C’était prêcher un converti. Maurepas comprit à demi-mot et accepta de se prêter à ce qu’on désirait de lui. La Reine, de son côté, fut aisée à convaincre. Une entrevue fut arrangée entre elle et le Mentor. Une fois de plus, Maurepas promit son dévouement, Marie-Antoinette sa confiance ; ils échangèrent les plus gracieux propos. Louis XVI, qu’on avait eu soin d’avertir, entra pendant cette scène touchante : « Sire, s’écria Maurepas, vous voyez l’homme le plus heureux, le plus pénétré des bontés de la Reine, et qui n’existera dorénavant que pour lui en témoigner sa reconnaissance et lui prouver son zèle ! » La Reine parla de même, toutefois avec moins de chaleur : « J’ai reconnu, dit-elle, que j’étais dans l’erreur au sujet des sentimens de M. de Maurepas. Je vous déclare que je suis contente de lui. » Le Roi, rapporte l’abbé de Véri, « courut alors à elle pour l’embrasser, en serrant d’une de ses mains celle de M. de Maurepas. La Reine, se soulevant de son canapé pour répondre aux caresses du Roi, laissa tomber sa coiffure, que M. de Maurepas se trouva à portée de relever, tandis qu’il se baissait pour baiser la main du Roi. Tout cela produisit un mélange d’attendrissement et de gaîté[1]. »

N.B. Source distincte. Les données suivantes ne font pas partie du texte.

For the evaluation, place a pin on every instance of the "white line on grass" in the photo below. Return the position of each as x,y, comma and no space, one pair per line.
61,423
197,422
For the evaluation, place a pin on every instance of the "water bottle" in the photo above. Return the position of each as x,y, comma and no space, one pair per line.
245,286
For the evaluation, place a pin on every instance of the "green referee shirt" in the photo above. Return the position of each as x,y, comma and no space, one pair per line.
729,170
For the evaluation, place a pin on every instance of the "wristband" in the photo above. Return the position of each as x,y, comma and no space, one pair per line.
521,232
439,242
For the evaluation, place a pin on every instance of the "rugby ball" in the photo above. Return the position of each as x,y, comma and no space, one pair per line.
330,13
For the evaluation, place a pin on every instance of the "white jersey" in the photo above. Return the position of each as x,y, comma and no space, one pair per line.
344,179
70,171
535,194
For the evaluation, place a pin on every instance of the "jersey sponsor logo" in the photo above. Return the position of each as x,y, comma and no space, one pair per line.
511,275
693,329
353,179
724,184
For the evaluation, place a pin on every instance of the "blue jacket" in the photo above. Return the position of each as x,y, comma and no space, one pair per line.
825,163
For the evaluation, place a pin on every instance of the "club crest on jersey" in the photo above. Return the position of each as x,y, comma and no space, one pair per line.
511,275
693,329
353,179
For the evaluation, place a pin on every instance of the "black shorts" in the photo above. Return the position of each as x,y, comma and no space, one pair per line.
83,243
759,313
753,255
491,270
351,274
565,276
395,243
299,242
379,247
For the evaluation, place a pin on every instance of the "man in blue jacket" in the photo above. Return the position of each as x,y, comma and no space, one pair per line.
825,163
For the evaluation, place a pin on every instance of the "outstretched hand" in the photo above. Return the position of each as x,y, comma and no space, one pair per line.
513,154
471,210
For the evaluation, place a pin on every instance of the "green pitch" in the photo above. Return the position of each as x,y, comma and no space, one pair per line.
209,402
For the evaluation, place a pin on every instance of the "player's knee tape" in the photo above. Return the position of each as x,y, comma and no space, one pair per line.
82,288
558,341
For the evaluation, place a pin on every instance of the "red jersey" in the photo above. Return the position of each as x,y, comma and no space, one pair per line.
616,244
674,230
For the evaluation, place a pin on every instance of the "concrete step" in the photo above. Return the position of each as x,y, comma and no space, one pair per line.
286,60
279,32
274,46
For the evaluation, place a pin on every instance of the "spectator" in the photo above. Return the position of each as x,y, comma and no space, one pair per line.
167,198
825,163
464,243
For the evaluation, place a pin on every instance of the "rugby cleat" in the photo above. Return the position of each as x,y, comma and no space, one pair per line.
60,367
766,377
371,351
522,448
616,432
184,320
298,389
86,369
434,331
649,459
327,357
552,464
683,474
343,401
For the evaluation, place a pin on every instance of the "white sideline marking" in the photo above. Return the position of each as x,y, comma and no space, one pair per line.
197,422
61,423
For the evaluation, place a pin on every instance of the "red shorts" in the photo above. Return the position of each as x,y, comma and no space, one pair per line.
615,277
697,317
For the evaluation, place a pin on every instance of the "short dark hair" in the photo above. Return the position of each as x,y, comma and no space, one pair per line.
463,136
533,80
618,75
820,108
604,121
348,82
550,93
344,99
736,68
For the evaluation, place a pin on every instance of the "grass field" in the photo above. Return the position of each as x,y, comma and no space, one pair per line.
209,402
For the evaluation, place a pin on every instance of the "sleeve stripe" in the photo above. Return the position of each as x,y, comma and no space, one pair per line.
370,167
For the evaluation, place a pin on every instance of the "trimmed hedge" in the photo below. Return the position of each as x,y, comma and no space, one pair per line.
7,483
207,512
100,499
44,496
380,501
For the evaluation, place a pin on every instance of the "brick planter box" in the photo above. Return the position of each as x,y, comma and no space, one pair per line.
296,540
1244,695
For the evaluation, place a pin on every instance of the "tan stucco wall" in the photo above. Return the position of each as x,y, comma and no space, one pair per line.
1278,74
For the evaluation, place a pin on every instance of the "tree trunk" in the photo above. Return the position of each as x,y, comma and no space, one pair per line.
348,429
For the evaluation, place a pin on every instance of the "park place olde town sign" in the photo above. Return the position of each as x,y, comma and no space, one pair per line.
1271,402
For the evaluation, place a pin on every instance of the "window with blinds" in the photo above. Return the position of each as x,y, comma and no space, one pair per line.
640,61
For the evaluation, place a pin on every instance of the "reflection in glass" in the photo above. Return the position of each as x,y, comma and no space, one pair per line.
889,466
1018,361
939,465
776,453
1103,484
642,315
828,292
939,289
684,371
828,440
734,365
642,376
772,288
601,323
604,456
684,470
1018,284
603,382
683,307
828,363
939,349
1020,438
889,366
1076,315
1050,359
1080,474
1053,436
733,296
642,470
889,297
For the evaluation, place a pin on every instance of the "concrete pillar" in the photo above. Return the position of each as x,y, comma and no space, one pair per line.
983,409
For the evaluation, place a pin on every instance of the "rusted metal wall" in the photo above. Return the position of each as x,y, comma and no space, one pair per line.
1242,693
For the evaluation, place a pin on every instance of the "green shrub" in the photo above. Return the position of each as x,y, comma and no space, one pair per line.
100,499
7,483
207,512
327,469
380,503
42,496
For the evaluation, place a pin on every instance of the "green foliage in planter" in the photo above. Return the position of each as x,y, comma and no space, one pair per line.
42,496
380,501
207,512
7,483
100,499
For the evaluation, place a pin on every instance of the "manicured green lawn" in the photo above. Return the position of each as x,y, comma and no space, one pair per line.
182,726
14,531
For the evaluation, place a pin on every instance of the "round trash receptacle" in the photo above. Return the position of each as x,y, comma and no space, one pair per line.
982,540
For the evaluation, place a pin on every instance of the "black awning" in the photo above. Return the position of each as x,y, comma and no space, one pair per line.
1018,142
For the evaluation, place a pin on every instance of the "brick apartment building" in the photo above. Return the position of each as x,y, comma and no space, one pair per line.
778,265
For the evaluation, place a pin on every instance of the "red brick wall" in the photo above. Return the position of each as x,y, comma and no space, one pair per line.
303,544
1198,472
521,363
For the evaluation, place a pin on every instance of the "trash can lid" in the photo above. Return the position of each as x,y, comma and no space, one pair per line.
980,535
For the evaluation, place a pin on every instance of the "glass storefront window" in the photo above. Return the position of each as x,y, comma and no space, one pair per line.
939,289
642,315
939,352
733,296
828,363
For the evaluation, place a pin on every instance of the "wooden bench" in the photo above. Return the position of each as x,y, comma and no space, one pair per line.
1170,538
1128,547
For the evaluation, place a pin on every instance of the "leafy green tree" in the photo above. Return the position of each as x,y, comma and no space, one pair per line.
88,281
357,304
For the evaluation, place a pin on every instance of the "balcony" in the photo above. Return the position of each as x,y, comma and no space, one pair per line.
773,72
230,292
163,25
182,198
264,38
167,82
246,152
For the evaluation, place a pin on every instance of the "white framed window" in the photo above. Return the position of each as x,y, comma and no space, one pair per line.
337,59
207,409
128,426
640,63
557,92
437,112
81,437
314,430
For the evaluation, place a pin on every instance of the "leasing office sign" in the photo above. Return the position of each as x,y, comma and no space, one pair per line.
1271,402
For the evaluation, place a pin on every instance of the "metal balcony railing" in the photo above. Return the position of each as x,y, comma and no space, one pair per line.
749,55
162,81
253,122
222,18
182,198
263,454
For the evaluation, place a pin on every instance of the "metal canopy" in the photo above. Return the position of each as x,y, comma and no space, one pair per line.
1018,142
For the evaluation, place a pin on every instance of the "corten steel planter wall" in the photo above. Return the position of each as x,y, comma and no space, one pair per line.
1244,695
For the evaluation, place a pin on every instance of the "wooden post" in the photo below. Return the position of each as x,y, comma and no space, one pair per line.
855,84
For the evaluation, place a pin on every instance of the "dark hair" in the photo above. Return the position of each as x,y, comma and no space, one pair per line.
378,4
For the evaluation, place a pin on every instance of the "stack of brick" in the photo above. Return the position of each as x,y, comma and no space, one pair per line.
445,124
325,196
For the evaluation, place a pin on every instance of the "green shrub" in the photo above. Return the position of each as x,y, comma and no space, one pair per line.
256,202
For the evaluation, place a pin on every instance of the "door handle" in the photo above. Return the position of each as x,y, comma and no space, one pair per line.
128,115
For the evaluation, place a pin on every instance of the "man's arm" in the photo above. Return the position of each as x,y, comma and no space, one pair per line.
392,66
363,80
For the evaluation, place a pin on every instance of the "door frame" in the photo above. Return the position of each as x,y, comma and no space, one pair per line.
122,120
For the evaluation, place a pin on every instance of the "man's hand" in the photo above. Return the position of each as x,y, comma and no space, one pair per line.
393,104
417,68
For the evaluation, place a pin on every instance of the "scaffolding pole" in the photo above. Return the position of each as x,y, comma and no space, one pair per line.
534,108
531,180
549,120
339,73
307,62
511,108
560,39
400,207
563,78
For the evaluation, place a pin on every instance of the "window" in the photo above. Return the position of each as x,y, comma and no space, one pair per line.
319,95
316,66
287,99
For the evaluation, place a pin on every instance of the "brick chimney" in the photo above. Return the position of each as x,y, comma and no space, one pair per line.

Un accommodement analogue eut lieu entre Maurepas et la comtesse de Polignac, qui, jusqu’alors, plutôt méfiante à l’égard du vieil homme d’Etat, fit soudain volte-face et prôna ses mérites avec une telle ardeur que quelques personnes de la Cour en conçurent des soupçons : « J’ai découvert et fait voir à la Reine, mande l’ambassadeur autrichien[2], que la comtesse de Polignac était manifestement gagnée et conduite par le comte de Maurepas. Mes preuves à cet égard ont acquis le plus grand degré d’évidence à la suite des propos que la comtesse a hasardé d’insinuer, pour persuader la Reine qu’il serait de son intérêt de déterminer le Roi à nommer le comte de Maurepas premier

  1. Journal inédit de l’abbé de Véri, passim.
  2. Lettre du 13 avril 1776. — Correspondance publiée par d’Arneth.